Now consider Tata Motors. It is said to have put up an eco-friendly showroom using natural material for its flooring and energy efficient lights.
State Bank of India has used eco- and power-friendly equipment in its new ATMs, thus cutting power costs as well as earning several carbon credits. The Taj chain of hotels is developing eco-rooms with energy efficient mini bars, organic bed linen and napkins made of recycled papers and CFLs or LEDs instead of conventional lighting.
In other words, just as many companies are making real efforts in this direction, the whole issue gets discredited when we hear of companies that treat sustainable growth as a marketing gimmick.

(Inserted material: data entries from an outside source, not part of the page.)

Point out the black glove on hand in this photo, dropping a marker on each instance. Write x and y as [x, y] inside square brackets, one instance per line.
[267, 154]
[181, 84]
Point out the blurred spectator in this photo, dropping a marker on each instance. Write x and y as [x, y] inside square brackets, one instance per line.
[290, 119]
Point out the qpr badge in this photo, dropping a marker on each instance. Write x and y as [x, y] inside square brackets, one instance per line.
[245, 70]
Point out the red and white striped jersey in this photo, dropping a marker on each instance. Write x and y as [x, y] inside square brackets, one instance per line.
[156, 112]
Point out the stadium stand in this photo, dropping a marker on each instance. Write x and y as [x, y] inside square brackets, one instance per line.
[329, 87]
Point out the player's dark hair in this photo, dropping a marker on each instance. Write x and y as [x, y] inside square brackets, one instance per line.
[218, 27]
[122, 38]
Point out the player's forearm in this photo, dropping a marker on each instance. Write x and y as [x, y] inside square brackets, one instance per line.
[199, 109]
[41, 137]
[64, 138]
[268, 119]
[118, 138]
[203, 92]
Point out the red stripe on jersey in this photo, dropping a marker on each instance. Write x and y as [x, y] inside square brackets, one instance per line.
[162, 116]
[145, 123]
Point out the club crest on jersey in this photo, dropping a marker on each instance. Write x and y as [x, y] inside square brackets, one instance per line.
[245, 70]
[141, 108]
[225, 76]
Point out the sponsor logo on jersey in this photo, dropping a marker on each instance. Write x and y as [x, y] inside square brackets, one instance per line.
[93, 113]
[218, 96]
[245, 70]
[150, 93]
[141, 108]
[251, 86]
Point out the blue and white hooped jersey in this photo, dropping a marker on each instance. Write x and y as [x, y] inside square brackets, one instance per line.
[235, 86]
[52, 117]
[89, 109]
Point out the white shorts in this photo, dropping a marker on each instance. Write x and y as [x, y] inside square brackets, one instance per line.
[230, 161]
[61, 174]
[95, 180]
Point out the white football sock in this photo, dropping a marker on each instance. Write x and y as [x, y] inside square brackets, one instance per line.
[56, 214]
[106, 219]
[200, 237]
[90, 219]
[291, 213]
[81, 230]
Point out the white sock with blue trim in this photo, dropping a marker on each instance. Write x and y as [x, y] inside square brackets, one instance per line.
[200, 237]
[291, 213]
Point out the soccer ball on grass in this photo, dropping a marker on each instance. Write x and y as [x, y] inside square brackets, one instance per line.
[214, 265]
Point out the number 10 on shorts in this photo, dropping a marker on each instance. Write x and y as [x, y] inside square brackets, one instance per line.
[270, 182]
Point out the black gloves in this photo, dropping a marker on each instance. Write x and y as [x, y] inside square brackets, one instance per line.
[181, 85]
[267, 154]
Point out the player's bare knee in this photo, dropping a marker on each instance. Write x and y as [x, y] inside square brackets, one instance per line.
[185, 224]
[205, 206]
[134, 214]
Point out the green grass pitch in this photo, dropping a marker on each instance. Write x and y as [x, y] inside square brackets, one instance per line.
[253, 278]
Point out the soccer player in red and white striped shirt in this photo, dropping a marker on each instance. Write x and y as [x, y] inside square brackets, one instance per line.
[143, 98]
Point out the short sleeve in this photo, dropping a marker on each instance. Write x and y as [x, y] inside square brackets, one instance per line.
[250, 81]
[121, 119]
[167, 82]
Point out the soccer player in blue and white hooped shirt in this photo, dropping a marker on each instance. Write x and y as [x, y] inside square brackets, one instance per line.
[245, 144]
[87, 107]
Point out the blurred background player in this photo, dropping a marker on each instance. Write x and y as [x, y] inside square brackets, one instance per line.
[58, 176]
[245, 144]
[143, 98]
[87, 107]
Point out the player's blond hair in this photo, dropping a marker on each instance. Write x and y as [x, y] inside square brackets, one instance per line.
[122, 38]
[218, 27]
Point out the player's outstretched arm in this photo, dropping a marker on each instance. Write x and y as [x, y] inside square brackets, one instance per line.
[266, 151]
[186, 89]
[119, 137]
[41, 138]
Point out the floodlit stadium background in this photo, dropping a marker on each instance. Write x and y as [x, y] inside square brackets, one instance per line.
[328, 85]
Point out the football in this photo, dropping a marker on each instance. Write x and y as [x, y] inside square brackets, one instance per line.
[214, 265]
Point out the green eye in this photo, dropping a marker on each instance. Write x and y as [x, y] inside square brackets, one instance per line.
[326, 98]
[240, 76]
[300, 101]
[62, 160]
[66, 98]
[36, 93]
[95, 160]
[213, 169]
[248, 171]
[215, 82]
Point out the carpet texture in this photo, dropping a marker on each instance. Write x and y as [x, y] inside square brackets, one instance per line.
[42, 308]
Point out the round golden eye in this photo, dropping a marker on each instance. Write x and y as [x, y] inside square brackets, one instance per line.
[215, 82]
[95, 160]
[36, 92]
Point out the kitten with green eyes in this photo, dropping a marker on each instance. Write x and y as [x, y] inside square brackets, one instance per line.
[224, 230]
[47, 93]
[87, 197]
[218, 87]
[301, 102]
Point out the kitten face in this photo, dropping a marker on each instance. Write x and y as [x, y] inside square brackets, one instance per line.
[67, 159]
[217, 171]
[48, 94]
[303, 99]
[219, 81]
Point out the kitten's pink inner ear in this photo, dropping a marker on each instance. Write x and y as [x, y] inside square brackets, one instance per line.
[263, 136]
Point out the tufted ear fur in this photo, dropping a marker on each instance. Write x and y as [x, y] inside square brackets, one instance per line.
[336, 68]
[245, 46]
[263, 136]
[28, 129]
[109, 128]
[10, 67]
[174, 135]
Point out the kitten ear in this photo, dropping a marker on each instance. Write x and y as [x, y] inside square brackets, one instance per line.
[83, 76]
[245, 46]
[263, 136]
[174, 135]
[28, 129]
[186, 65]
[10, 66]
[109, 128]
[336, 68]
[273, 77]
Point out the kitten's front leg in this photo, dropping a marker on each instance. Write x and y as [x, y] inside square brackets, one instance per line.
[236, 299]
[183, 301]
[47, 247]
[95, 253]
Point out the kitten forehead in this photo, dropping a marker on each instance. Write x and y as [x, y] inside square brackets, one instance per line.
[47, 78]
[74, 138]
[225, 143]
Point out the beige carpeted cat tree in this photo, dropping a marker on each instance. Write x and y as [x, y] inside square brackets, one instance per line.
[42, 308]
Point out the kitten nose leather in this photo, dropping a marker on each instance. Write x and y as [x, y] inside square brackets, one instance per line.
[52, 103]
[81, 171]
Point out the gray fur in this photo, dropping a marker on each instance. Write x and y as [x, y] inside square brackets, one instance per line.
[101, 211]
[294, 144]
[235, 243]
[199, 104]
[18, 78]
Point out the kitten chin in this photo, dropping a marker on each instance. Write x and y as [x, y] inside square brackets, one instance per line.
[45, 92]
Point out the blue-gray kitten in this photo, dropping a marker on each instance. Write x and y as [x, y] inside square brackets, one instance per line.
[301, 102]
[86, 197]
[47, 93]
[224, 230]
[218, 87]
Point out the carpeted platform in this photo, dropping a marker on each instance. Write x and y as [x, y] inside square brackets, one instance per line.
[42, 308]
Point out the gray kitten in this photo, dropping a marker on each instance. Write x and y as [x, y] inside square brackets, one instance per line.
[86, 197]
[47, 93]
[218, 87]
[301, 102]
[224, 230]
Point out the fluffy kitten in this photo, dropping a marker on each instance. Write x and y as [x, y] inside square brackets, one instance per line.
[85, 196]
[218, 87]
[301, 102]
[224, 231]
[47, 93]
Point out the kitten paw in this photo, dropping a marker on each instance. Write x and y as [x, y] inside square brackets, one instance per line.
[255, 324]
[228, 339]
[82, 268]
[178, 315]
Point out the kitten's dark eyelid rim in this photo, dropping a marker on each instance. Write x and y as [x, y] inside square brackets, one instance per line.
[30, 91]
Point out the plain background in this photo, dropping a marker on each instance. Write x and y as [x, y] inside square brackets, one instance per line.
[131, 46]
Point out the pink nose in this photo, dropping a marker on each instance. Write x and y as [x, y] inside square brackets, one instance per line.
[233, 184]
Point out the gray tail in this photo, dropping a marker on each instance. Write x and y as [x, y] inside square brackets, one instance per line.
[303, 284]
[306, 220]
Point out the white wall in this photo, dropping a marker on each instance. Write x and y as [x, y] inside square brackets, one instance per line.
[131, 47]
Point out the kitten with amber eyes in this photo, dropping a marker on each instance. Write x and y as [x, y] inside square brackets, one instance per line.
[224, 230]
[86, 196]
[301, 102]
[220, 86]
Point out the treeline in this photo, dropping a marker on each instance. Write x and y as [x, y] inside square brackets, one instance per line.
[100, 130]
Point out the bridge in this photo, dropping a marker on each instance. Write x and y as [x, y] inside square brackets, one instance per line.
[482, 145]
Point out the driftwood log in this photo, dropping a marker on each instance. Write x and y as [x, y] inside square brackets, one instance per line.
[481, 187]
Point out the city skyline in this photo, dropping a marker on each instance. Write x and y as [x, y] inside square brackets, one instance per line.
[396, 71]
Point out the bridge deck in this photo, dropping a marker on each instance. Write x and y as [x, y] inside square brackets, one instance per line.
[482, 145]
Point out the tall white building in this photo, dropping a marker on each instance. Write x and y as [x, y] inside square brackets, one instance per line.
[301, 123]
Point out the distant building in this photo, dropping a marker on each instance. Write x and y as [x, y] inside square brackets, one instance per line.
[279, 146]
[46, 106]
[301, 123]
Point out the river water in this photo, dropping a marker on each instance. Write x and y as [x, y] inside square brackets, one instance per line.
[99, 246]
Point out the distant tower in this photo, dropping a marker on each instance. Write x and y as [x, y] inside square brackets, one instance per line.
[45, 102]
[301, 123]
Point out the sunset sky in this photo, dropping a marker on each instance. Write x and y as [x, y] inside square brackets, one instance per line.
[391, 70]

I feel there is an urgent need for companies to get their product carbon foot-printed by an accredited agency before making any claims of being environment-friendly. The good news is a new certification; the ISO 14067 is being developed to increase transparency in quantifying and reporting CO2 emissions over the entire lifecycle of products and services.
Talking about India specifically, the enforcement of existing environmental laws is lax. For instance, the use of plastic bags has been banned quite some years ago, but they continue to be used by buyers and sellers.
To eradicate greenwashing and to force companies to develop effective strategies in this direction, we need strict enforcement of enacted laws, imposition of tax (Germany, for instance, is considering levying a carbon tax on air passengers flying into the country) and pressure from citizens.
The consideration for environment protection has to figure in every marketing policy, plan or strategy. It is not the case today, especially if the company enjoys monopoly or has a captive market. I think the carrot works better than the stick and what we need is some sort of government-sponsored reward or recognition of high quality of efforts, initiatives and reporting in this area.